C’est dans ce cadre que s’inscrit la signature d’un mémorandum d’entente, hier à Alger, entre le groupe minier public SONAREM, via sa filiale «SOMIFOS», et la société pakistanaise «Fatima Fertilizer», filiale du conglomérat «Fatima Group», pour la transformation et la commercialisation du phosphate algérien, a indiqué le ministère de l’Énergie, des Mines et des Énergies renouvelables dans un communiqué.
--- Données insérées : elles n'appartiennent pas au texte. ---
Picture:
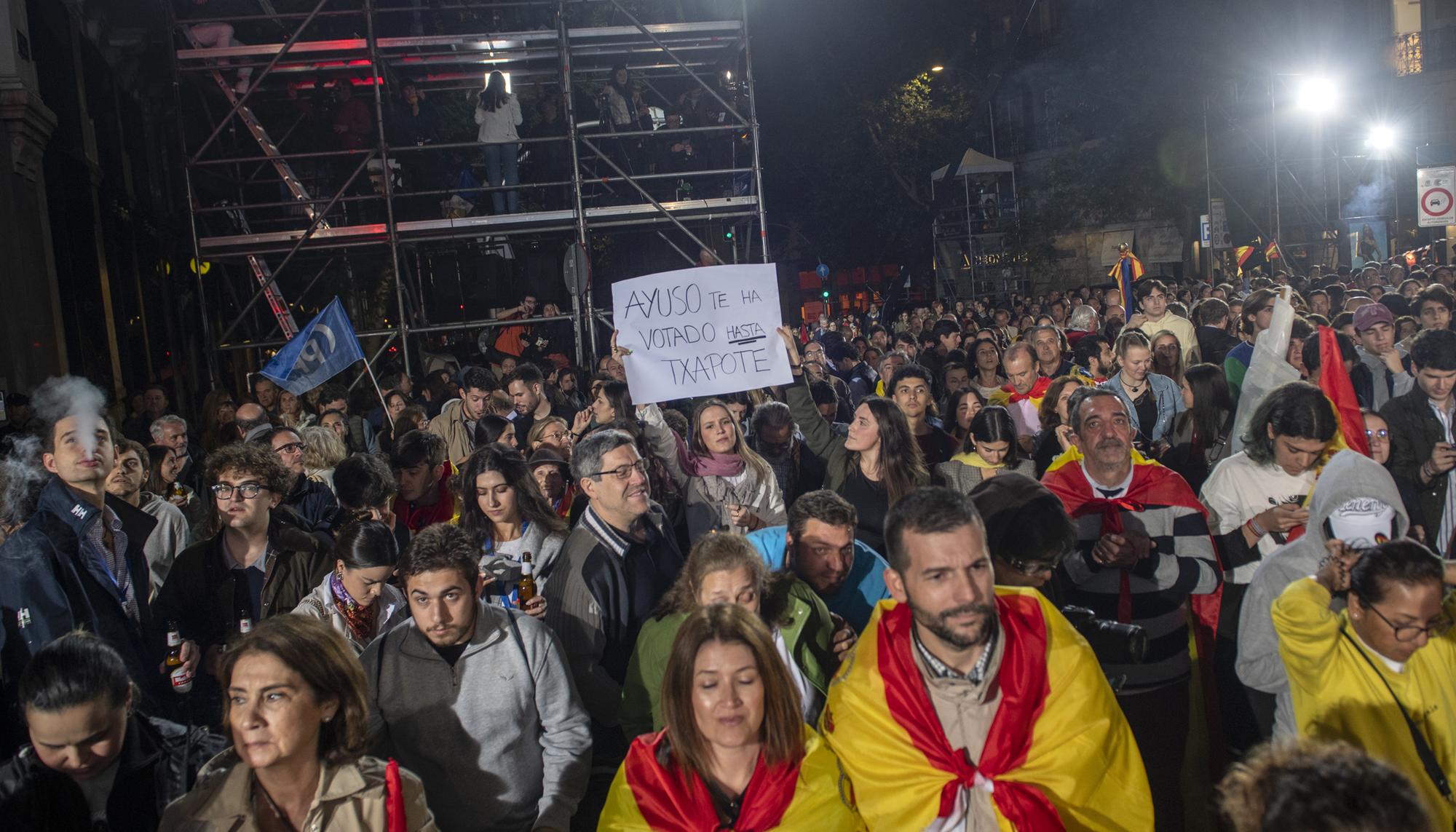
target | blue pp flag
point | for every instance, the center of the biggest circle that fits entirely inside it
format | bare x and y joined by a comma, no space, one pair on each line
321,351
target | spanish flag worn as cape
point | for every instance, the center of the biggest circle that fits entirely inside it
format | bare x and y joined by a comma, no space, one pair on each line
1059,754
1152,486
649,796
1008,395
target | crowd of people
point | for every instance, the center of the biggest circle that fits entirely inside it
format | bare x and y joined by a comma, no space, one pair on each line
981,565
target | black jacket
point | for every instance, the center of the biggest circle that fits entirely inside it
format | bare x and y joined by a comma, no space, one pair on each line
49,588
1415,434
312,501
159,763
200,590
1215,344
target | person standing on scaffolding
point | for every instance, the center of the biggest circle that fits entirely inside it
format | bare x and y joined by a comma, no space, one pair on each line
624,111
499,114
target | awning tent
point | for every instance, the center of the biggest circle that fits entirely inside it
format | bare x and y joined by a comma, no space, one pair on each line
970,165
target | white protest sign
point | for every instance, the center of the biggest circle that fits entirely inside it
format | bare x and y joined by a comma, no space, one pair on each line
701,332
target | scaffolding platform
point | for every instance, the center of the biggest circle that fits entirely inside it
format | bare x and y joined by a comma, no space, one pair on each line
493,226
309,210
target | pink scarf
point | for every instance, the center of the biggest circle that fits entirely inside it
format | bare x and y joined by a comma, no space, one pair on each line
698,464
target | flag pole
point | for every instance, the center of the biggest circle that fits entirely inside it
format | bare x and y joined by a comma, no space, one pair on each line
381,393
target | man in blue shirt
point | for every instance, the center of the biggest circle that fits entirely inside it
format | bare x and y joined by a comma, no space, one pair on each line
847,574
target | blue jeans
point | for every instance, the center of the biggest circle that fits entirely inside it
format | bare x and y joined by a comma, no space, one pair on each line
500,169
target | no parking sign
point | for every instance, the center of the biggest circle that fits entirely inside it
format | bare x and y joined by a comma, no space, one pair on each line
1435,189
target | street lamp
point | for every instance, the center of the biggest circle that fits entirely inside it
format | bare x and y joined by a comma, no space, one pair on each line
1317,95
1381,137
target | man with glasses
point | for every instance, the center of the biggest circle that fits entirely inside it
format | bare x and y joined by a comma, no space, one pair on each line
254,568
1144,552
312,502
614,569
1356,505
1378,675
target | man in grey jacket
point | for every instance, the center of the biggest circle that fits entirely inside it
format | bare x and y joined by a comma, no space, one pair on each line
477,700
1355,501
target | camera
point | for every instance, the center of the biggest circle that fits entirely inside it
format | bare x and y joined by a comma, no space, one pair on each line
1115,643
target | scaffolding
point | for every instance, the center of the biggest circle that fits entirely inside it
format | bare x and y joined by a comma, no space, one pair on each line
286,213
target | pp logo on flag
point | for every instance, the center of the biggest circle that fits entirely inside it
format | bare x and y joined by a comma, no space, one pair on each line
314,354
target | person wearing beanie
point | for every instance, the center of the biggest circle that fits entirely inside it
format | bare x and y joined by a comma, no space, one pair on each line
1381,374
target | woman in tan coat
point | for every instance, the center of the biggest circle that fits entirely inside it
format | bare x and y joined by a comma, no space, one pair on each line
298,709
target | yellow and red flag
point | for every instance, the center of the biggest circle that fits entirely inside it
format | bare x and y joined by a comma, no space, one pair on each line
1336,383
1059,754
1126,271
1008,395
649,796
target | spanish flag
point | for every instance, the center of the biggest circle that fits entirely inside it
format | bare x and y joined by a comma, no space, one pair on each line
649,796
1243,255
1152,485
1059,754
1336,383
1008,395
1126,271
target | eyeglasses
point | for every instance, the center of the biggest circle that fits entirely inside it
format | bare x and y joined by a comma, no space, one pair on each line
622,472
247,491
1412,633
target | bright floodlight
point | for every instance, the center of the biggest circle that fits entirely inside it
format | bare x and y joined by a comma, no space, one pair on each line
1381,137
1317,95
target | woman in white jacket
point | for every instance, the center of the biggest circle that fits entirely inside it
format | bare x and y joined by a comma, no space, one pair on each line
729,486
356,598
499,114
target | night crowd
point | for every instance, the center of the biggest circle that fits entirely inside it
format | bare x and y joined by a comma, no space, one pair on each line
989,565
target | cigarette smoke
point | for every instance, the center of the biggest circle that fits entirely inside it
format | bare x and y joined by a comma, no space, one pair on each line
71,396
21,480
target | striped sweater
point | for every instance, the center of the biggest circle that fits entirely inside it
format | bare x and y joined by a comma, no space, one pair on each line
1182,563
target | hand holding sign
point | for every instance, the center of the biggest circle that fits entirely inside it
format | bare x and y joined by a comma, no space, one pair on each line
700,332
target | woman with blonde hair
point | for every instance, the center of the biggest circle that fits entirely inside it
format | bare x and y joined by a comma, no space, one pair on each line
727,569
298,709
323,450
735,753
727,485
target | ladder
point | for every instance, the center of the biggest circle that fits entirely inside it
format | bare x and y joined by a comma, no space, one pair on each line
261,272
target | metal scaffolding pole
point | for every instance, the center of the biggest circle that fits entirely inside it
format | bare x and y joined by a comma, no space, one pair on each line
582,253
378,77
753,131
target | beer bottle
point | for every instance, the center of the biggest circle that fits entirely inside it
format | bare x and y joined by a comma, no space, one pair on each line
180,675
526,590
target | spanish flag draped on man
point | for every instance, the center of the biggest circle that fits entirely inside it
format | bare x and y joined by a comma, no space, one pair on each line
1036,741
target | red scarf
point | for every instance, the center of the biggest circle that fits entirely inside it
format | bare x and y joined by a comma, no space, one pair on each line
1152,486
672,801
1023,681
1039,390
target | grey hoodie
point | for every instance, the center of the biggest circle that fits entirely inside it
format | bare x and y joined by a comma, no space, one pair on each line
1382,390
1348,476
499,740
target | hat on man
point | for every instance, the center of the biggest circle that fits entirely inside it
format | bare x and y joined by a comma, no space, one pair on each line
1372,314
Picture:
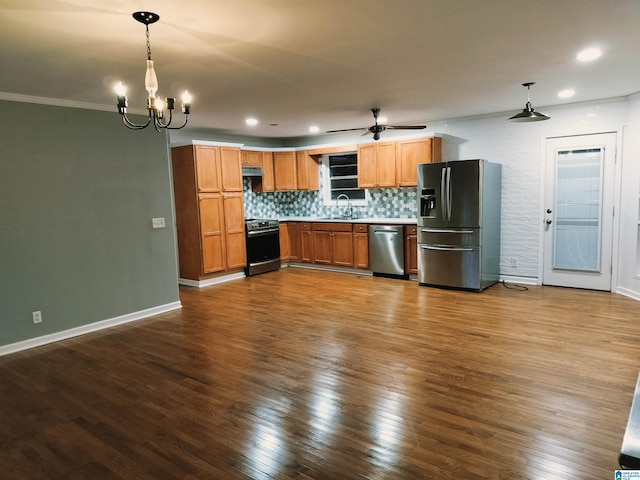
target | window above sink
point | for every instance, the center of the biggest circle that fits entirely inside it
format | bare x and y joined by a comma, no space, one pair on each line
340,177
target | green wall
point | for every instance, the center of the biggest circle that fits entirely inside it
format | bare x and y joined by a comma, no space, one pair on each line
77,194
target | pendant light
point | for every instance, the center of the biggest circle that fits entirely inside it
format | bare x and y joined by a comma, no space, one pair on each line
528,114
155,106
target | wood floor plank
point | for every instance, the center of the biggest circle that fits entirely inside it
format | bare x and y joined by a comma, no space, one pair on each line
300,374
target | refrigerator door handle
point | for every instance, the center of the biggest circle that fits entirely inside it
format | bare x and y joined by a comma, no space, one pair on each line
446,249
443,193
449,194
440,230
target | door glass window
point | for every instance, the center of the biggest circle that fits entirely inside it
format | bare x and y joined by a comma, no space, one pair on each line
578,209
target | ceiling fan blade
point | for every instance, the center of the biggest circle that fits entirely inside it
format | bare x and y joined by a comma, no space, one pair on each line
346,130
407,127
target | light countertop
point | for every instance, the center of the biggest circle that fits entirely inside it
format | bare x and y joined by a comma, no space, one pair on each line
369,220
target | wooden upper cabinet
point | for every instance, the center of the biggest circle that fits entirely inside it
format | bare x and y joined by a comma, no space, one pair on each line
377,165
411,153
235,244
212,244
231,163
266,183
252,158
207,165
284,165
307,172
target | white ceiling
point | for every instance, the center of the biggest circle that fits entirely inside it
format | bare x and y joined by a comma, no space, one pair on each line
297,63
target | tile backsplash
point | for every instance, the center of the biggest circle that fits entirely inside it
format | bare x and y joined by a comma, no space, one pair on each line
385,203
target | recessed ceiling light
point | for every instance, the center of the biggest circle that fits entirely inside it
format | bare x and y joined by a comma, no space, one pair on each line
566,93
589,54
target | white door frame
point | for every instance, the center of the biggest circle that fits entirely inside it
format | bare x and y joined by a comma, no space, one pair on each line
616,199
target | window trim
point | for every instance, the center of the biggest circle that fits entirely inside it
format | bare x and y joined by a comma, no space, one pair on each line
326,184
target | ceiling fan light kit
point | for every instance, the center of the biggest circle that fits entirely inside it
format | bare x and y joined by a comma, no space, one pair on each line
377,129
155,106
528,113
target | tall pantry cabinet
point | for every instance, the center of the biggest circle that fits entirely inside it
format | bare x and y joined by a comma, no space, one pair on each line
207,183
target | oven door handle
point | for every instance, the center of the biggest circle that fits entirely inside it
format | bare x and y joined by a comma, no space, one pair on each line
259,233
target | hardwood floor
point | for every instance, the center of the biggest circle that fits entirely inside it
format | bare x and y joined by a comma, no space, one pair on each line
317,375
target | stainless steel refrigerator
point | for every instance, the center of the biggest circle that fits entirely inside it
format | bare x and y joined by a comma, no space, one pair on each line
459,224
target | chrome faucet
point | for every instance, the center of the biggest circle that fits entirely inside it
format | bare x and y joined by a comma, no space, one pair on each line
349,211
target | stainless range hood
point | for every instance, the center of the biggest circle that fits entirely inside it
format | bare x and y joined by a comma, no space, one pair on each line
252,172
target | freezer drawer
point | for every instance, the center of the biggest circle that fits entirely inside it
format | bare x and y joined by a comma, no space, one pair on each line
449,236
450,266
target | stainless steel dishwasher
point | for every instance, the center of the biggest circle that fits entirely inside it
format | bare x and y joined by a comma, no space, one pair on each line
386,250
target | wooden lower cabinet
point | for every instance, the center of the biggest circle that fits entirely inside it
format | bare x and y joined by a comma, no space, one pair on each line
285,243
208,196
361,246
235,241
411,250
212,242
332,244
306,243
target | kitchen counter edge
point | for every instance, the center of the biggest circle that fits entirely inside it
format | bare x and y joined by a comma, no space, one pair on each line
368,220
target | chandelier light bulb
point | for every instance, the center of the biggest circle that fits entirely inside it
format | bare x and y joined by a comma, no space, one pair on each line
120,89
150,79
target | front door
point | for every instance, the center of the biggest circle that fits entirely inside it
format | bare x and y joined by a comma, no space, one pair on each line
578,211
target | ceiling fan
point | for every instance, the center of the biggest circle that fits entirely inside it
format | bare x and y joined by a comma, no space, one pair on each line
376,129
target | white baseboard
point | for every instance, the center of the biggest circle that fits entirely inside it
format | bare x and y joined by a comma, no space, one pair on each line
89,328
522,280
211,281
628,293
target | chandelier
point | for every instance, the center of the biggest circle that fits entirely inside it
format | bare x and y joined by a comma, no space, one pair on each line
155,106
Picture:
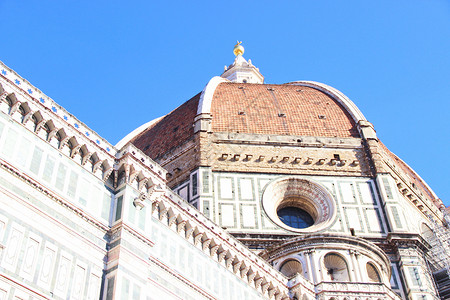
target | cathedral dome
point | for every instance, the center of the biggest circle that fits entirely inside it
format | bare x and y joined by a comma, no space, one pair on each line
292,109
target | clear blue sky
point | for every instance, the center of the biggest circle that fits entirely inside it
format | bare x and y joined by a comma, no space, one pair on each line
118,64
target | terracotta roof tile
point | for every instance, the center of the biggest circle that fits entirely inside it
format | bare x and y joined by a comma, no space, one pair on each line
279,109
171,131
411,173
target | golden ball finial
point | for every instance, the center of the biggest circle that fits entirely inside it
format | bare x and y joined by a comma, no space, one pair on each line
238,49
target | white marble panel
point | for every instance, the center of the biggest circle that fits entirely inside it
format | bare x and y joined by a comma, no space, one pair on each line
248,216
13,247
246,188
227,215
226,188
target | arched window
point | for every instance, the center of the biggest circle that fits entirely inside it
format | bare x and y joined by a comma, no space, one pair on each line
291,267
372,273
336,267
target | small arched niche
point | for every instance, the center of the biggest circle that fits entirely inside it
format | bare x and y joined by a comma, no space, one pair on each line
372,273
291,267
336,267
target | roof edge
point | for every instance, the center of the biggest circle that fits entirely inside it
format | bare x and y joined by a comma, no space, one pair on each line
204,104
354,111
135,133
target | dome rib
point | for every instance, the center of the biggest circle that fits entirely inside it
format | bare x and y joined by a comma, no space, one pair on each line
279,110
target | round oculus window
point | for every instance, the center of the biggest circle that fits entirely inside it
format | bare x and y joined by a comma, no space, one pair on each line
298,204
295,217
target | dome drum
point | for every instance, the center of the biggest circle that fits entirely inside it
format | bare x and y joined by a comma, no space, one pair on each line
341,259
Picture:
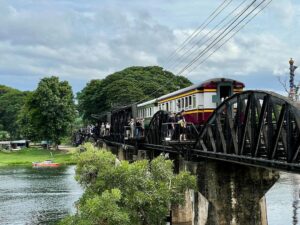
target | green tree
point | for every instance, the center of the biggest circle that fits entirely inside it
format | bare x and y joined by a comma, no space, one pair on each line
50,110
120,193
127,86
11,102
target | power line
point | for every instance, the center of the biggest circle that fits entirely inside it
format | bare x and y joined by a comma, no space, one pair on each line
189,38
200,29
186,55
231,36
218,37
191,63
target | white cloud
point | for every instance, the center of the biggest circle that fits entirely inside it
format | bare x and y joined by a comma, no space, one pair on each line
90,39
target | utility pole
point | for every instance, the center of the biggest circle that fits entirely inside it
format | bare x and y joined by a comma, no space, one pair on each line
292,94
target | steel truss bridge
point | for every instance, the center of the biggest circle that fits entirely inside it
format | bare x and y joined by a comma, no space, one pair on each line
257,128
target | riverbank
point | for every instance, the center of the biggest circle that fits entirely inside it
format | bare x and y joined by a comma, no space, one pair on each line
29,155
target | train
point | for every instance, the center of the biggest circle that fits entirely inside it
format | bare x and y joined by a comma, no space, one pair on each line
195,103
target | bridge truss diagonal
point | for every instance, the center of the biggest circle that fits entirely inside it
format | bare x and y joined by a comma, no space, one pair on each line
253,127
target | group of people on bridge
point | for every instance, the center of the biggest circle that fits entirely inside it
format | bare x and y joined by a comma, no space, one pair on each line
135,128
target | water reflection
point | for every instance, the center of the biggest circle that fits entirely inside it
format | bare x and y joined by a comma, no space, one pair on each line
31,196
283,200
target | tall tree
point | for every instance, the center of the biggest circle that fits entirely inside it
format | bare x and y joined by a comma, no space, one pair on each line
50,109
11,102
124,87
119,193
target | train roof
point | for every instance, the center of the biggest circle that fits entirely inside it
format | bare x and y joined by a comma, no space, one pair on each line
206,84
147,103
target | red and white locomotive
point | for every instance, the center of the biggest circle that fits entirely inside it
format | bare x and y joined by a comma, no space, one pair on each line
196,102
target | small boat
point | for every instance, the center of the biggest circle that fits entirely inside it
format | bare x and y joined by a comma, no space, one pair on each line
46,163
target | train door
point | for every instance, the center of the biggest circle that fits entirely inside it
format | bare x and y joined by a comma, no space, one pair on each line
224,91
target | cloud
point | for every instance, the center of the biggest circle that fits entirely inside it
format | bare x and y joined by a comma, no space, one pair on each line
83,40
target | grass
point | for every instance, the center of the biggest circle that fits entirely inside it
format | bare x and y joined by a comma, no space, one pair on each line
29,155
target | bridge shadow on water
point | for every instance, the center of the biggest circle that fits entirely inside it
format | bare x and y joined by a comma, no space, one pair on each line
227,194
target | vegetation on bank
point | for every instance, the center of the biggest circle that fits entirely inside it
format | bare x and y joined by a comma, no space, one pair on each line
29,155
123,193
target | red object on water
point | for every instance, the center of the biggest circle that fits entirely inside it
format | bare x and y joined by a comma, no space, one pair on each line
46,163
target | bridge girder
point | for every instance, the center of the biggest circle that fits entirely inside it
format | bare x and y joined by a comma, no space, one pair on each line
256,127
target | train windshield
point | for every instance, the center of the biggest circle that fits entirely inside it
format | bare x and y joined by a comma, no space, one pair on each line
225,91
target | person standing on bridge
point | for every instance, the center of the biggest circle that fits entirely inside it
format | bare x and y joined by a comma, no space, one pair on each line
182,127
132,126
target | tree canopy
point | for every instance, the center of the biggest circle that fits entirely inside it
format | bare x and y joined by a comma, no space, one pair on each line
11,102
49,111
127,86
122,193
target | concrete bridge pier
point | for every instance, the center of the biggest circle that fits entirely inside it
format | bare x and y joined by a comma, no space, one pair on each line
228,194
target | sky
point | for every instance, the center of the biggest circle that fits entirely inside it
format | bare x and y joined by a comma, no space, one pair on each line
82,40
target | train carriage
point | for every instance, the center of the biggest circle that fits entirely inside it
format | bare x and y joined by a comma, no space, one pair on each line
196,102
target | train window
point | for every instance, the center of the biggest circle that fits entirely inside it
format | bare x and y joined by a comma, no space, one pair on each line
186,102
194,101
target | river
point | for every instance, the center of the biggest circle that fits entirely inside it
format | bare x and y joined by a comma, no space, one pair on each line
30,196
36,196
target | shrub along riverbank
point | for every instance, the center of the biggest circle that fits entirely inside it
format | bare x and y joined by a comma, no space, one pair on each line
29,155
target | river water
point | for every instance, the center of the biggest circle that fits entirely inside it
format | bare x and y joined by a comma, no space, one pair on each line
36,196
30,196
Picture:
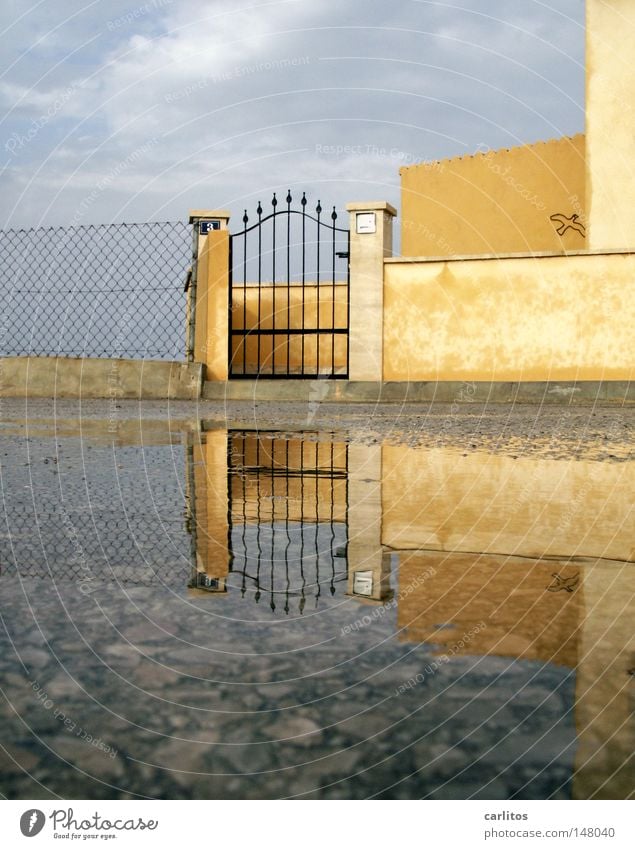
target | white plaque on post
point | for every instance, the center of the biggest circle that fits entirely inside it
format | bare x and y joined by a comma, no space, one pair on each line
366,222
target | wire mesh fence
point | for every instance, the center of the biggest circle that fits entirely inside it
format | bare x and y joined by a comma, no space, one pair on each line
112,290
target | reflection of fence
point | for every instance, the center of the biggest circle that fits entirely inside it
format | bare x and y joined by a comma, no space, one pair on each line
288,510
95,291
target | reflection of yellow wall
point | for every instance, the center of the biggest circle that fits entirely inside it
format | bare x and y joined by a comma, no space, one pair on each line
440,500
507,596
327,301
610,123
604,689
494,202
211,504
553,318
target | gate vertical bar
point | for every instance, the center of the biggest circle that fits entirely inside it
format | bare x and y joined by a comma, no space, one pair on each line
259,324
304,203
333,219
274,203
245,333
289,199
318,209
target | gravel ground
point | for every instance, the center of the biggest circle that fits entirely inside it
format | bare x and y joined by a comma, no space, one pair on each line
582,432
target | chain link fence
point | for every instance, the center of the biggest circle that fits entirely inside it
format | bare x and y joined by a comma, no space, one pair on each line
111,290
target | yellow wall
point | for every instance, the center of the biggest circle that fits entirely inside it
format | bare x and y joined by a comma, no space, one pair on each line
295,347
610,123
495,201
211,338
531,507
550,318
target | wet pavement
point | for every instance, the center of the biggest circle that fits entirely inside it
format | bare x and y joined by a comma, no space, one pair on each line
316,611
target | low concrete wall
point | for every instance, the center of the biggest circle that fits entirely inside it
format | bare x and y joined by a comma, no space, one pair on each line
65,377
443,392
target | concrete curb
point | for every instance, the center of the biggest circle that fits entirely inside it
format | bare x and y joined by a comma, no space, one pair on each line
445,392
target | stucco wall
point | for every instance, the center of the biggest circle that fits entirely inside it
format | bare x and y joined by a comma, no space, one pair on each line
495,201
610,123
528,319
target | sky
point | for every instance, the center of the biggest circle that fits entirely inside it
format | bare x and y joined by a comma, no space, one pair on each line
118,110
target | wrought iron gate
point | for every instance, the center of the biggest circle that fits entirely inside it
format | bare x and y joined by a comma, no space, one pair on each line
289,295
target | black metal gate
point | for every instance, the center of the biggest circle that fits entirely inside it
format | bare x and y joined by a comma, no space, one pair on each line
289,295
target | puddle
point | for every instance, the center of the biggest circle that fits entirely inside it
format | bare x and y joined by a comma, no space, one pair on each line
262,614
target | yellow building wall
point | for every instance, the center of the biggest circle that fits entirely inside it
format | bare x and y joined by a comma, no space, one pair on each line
548,318
496,201
325,351
506,596
610,123
532,507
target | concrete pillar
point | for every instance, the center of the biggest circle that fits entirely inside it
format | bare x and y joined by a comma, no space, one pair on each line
209,513
210,292
368,564
371,243
610,124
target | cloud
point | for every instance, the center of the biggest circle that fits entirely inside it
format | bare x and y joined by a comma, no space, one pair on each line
231,100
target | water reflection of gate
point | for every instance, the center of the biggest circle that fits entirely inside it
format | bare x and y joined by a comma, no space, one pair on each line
287,513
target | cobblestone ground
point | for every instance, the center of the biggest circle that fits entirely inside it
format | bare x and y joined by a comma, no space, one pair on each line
118,683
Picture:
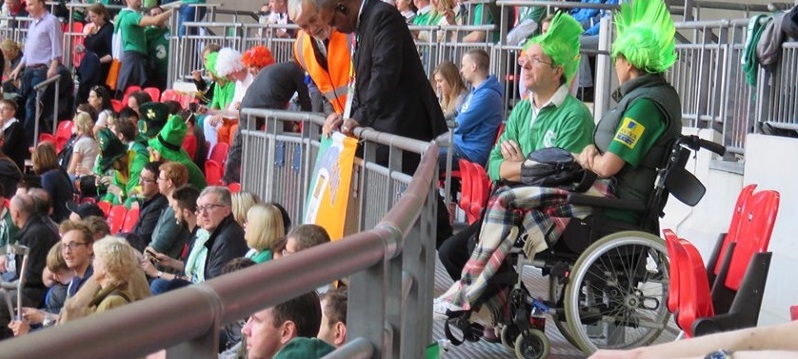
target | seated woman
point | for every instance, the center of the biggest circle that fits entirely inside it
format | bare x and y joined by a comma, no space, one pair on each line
628,146
264,227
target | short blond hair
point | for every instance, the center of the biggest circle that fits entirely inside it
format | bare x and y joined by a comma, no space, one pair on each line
119,259
264,226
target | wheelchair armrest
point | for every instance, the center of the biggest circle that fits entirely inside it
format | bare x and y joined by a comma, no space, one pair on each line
613,203
9,285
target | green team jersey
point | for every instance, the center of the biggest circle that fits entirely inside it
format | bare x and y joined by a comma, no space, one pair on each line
568,125
133,38
158,47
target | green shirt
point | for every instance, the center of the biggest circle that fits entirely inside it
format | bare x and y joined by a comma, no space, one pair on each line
483,16
640,127
158,47
133,38
569,125
261,257
222,95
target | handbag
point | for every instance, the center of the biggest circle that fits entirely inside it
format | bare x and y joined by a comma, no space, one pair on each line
555,167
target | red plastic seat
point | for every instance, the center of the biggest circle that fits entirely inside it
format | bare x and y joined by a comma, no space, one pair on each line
131,218
117,105
62,134
716,260
105,206
213,173
116,218
674,288
753,234
190,145
219,153
154,92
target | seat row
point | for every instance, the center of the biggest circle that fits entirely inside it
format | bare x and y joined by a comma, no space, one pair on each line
727,293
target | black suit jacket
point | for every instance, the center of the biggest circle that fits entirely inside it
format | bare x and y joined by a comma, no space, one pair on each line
392,91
L’accord a été signé hier à Alger au siège du ministère, en présence du ministre d’État, Mohamed Arkab, Noureddine Yassa, secrétaire d’État auprès du ministre de l’Énergie, chargé des Énergies renouvelables, Belkacem Soltani, président-directeur général du groupe SONAREM, Lakhal Mokhtar, PDG de la société SOMIFOS, ainsi que Mokhtar Abbas, directeur exécutif des opérations de la société Grand Exploration & Mining Company, affiliée au groupe Fatima.
La cérémonie a également vu la présence de l’ambassadeur du Pakistan en Algérie, de l’ambassadeur d’Algérie au Pakistan, ainsi que de plusieurs cadres du ministère et des deux groupes industriels.
Ce partenariat vise à développer une coopération industrielle et commerciale autour du phosphate algérien, en particulier celui extrait de la mine stratégique de «Bir El Ater», située dans la wilaya de Tébessa.
Selon les explications du ministère, l’accord vise à mettre en place un cadre de coopération autour de la commercialisation du phosphate brut, mais aussi son enrichissement et sa transformation locale pour produire des engrais phosphatés, dans une logique de création de valeur ajoutée en Algérie.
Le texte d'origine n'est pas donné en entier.